水彩画の描き方
篠窪に毎日通って描いている内に、幾らかわかったような気分になっている事がある。それは自分は確かに見ている物を描こうとしている。目に映っている物を、どいうすれば画面に移行できるかをしている。所が描写ではどうにも近付いてくれない。そこでどんな感じで、実際に見ているのかという事を考える。何か一つの事に偏ってみている。例えば流れる風に揺れている絵だと言う事に目が行くとする。ああ今日は風がいい。そういえばあの峰に来ている風は徐々に、谷に下りてきている。その風の道は、あの枝が揺れた、そして次はその下の木だ。今は、下の草原も揺れている。風の道は、こちらにも向かっている。そのように風というものを辿るように見ている。それは草の緑の黄色っぽさに目がむけば、今度はこずえの新緑である。随分赤みを帯びている。新芽は白いものから、赤いものまである。キューイの新芽は本当に唐突だ。などなど。
連想ゲームの様に想念は、次々のうつろい歩く。それを無理に押しとどめることなく、流れるにまかせながら、画面の上でも、筆はその流れを追う事になる。ある流れに乗ると言う事は、他の見えているはずのものが存在を軽くして行く。あの家の屋根はトタンだな、等と解釈が入ると、益々、画面全体の総合性は失われて、一部の意味に意識が集中してしまい、他の事は見ていない。多分、長年絵を描いてきた経験から出た技術で、この屋根を画面内で処理するにはどういう事になるのかなど、くだらない事を考えている。実際に絵の具で画面を作ってゆくという事になった時には、究めて技術的な自分に変わる。絵としてやるのは、とか、絵になるには、とか、こういう気持ちが自分という人間を無意識に支配している。しかし、次の段階で絵作りに入ると、自分が学んできたものに絵が支配されるから、避けようと言う気になる。今見ている感じだと、押しとどめる。いつものやり口でやらない事だと考える。

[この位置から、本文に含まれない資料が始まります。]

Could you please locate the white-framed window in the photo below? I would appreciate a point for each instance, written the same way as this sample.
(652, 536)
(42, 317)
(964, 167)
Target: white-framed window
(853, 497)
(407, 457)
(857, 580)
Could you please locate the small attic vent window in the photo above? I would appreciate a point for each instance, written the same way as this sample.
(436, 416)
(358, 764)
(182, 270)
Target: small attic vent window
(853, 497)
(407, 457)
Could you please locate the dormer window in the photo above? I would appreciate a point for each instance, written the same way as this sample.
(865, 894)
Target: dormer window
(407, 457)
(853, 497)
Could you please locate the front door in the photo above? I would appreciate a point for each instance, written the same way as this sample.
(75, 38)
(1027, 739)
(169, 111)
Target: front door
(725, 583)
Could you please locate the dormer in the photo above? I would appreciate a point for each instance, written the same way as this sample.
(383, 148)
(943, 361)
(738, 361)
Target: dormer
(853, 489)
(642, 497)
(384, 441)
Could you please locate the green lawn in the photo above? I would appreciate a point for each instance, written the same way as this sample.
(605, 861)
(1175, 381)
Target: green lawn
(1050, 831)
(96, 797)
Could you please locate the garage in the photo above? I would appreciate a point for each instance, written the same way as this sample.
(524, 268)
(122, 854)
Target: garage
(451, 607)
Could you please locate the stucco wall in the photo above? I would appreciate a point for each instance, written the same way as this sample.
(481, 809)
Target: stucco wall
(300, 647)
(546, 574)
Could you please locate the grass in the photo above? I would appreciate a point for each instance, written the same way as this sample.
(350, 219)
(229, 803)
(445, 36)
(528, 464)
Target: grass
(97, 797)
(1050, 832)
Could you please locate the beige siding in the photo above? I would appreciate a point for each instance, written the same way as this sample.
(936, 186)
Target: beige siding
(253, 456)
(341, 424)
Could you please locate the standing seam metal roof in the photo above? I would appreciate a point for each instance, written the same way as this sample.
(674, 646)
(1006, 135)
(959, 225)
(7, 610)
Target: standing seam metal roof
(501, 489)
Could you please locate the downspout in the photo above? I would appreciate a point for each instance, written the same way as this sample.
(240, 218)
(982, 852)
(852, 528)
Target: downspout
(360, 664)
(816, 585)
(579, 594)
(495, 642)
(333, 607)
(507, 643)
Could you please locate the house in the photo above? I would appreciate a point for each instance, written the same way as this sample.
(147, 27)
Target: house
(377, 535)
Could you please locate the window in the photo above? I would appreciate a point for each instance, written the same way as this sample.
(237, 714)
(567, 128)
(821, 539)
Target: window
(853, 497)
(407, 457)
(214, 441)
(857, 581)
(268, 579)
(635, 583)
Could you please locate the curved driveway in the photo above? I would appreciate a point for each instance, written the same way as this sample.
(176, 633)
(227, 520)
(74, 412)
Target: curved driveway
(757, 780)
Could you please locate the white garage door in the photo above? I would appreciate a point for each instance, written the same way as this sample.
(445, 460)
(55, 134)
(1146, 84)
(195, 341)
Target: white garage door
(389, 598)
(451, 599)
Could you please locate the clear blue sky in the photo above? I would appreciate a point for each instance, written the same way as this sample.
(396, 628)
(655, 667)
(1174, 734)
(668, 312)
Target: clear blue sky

そして、見えているという事に戻る。この見えているという総合的な印象を、細部にこだわることなく、絵に持ってくるには、どうすればいいかという事になる。そこで実際にやるのは、移すという事と、自分の癖の様な物での絵の処理とのせめぎ合いという事になる。自分の癖の様なものは、いわば筆跡鑑定の様な物で分かるように既に変えがたい癖が筆跡に表われている。それは色遣いに置いても同じことである。自分の使う絵の具や、その組み合わせには法則が出来上がっている。ああそれではダメなんだと、そんなものに頼っていては、またいつもの所までしか行けないんだと言う、抑止する気持ち。それを思いとどまらせるような自己否定の気持ちが、立ち現れる。今までの自分やり方を否定しなければ、自分等というものに至る事はできない。お前は自分に酔っている訳ではないだろうと言う、自己否定の気持ち。
何もない所から、眼に映っている状態を、画面に移そうとまたそこに戻る。そして、この繰り返しに、何か意味があるのか、無意味なのか。そいう事も考えない。考えた所で仕方がない様な気分で絵を描いている。セザンヌは描いた絵をその場に置いて来てしまったと言うが、描くと言う事が最も重要で、出来た絵葉描いた事の意味を問い返す材料の様なこと。大体1回に描けるのは2時間ぐらいのものだ。午前中1回。午後1回の時もあるし。どちらか一回の時もある。それ以上はやり様が無くなる。やりつくしたという訳ではないが、やる意味を見失い、取りつく島が無くなる。絵が出来た訳ではない事は分かっているのだが、もうそれ以上描く事はできない。日々その繰り返しである。こんな事は無意味なのだろうか。何かになるのだろうか。そういう不安はある。不安はあるが、それ以外にやりようもないので繰り返している。